Les bureaux d’AZUR Développement qui disposent de quelques outils informatiques saisissent les fiches de données et les envoient par e-mail au bureau central de Brazzaville pour entrer dans la base de données de la plateforme en ligne, car il dispose d’une meilleure connexion internet. Cependant, les partenaires peuvent visiter la plateforme sur internet dans les cybercafés ou en faisant usage des modems internet offerts par les compagnies de téléphonie mobiles.
Comment pouvez-vous imaginer utiliser les cas qui sont documentées sur la plate-forme pour obliger le Gouvernement à rendre des comptes sur la violence fondée sur le genre?
SYLVIE: Il s’agit de documenter l’ampleur de ces violences, et sur cette base d’évidence, d’emmener les autorités concernées à prendre des décisions de rendre la lutte contre la violence faite aux femmes et aux filles une des priorités de l’action gouvernementale.
Notre approche en documentant les cas de violences domestiques et sexuelles à Pointe-Noire et Nkayi est de démontrer l’incidence de la violence, identifier les types de violence récurrents, avoir des données pouvant permettre aux différentes parties prenantes: Gouvernement, société civile et collectivités locales de prendre action.
Les cas qui sont documentés sur la plateforme sur internet sont repris dans un rapport périodique qui est discuté en réunion des parties prenantes avec les autorités locales et la société civile, et les représentants des Maires afin de dégager les problèmes/difficultés et de trouver des solutions. Ainsi, les départements de l’Etat concernés dans les localités du projet sont impliqués et peuvent apporter des solutions et prendre action. Ce que nous avons constaté après la première réunion tenue au mois de Mai à Pointe-Noire.
La Plateforme assure également la disponibilité des données par localité et indique le nombre de dossiers classés, ou encore sans suite.

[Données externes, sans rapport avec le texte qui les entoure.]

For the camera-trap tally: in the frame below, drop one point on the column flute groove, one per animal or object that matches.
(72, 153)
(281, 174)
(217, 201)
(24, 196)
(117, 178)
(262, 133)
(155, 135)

Il est prévu une sensibilisation large des média à l’utilisation de cette plateforme pour en faire des articles, dossiers de presse et autres reportages afin de soutenir le plaidoyer direct que nous faisons auprès des autorités afin non seulement de prévenir la violence, mais aussi d’assurer l’accès à la justice, aux soins de santé et la réhabilitation sociale des victimes de violence.
Références
1. Le Réseau des Associations de Solidarité Positive (RASP) est une organisation des hommes créée en 2009 ; active dans la prévention et la prise en charge juridique des femmes et enfants victimes de violence. Ils font le suivi des cas de plainte à la police, et travaillent sur la photo comme outil de base pour la sensibilisation sur les méfaits des violences domestiques et sexuelles. Cette organisation a déjà travaillé dans la campagne Take Back The Tech en 2010 dans le cadre du projet OMD3.
2. L’Agence Régionale d’Information et Prévention du Sida (ARIPS) est une organisation de femmes qui travaille dans la prévention du VIH/SIDA, le plaidoyer, le renforcement des groupes de femmes en zone urbaine et rurale, la prévention des violences faites aux femmes et aux filles, et l’éducation des enfants. Elle a déjà travaillé dans la campagne la campagne Take Back The Tech en 2010 et 2011 dans le cadre du projet OMD3. Ses membres ont été formées dans les blogues, et maintiennent un blogue sur la violence faite aux femmes et aux filles.
3. L’Association des Femmes pour le Développement de la Bouenza (AFDB) est une association de femmes créée en 2011 qui prend en charge les femmes vivant avec le VIH/SIDA, fait la prévention, l’écoute et l’orientation des survivantes de violence domestique et sexuelles vers les services adaptés. Elle fait de la mobilisation communautaire sur ces questions en zone rurale et urbaine. Elle a travaillé avec AZUR Développement comme partenaire dans une action de prise en charge psycho sociale des femmes financé par un projet de l’Union Européenne au Congo.